В Париж они собирались обстоятельно и с удовольствием. В воспоминаниях остался тот давний обед, который устраивала тетя Аглая в их честь. С тех пор не стало многих и выросли дети, которые тогда вертелись под ногами взрослых или плакали, нарушая торжественность мероприятия. Теперь в доме неподалеку от бульвара Осман командовала мать Летти. Как только она вступила в права владения, она словно по волшебству вспомнила о своих русских корнях. И теперь Надин, как всегда звали мать Летти, превратилась в Надю, а в доме стали появляться русские, которых в Париже становилось все больше и больше. Отец Летти стал домоседом и примерным хозяином. Летти от всех этих постепенных, но явных метаморфоз испытывала только удовольствие. Ей казалось, что то, о чем тетя Аглая мечтала, сбывается.

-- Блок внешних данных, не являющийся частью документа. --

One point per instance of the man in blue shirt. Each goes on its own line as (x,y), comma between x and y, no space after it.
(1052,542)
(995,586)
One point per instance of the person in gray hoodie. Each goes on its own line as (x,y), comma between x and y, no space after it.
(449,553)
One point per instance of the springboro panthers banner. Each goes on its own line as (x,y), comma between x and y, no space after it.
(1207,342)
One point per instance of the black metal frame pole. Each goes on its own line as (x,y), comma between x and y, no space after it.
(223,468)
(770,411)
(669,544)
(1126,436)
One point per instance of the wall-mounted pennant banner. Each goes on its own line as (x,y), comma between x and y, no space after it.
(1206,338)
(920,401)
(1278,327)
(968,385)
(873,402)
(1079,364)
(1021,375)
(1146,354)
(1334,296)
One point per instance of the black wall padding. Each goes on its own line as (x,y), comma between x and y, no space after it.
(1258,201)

– Так о чем же она мечтала? – спросил как-то Дик, и Летти всплеснула руками. Она так и не могла привыкнуть к этой обязательной конкретизации понятий и явлений эфемерных. Она столько раз рассказывала Дику о большой семье, которая, по мнению тети Аглаи, должна была быть опорой каждого. И каждый должен был думать о ее сохранении.

– Как долго мы пробудем в Париже? – повторил свой вопрос Дик, и Летти пожала плечами.

– Давай не загадывать. У нас же есть время.

– Есть, – улыбаясь, ответил Дик.

Длинная дорога в Париж оказалась короткой. Дик спал, а Летти не сомкнула глаз. И не только тот обед в кругу родных она теперь припоминала, она постепенно, шаг за шагом, перебирала всю свою жизнь, так перебирают четки – медленно, задерживая в пальцах каждую бусину. Летти вспомнила академию и свое стремление во что бы то ни стало заняться скульптурой. Она вспомнила первую влюбленность, потом – Стива Майлза, друга, как оказалось, на всю жизнь, и съемки у него. Если бы она не летела в Нью-Йорк, если бы Стив не попросил Дика помочь ей, если бы Дик не отнесся серьезно к его просьбе. Если бы, если бы, если бы…

– Дик, Дик. – Вдруг она кинулась тормошить спящего мужа.

– Да, Летти, что такое?

– Дик, извини, я всегда хотела спросить: а почему ты начал ухаживать за мной только в Нью-Йорке? Ну, не тогда на съемках, а только потом, позже, после фестиваля?.. Я же видела, что нравлюсь тебе?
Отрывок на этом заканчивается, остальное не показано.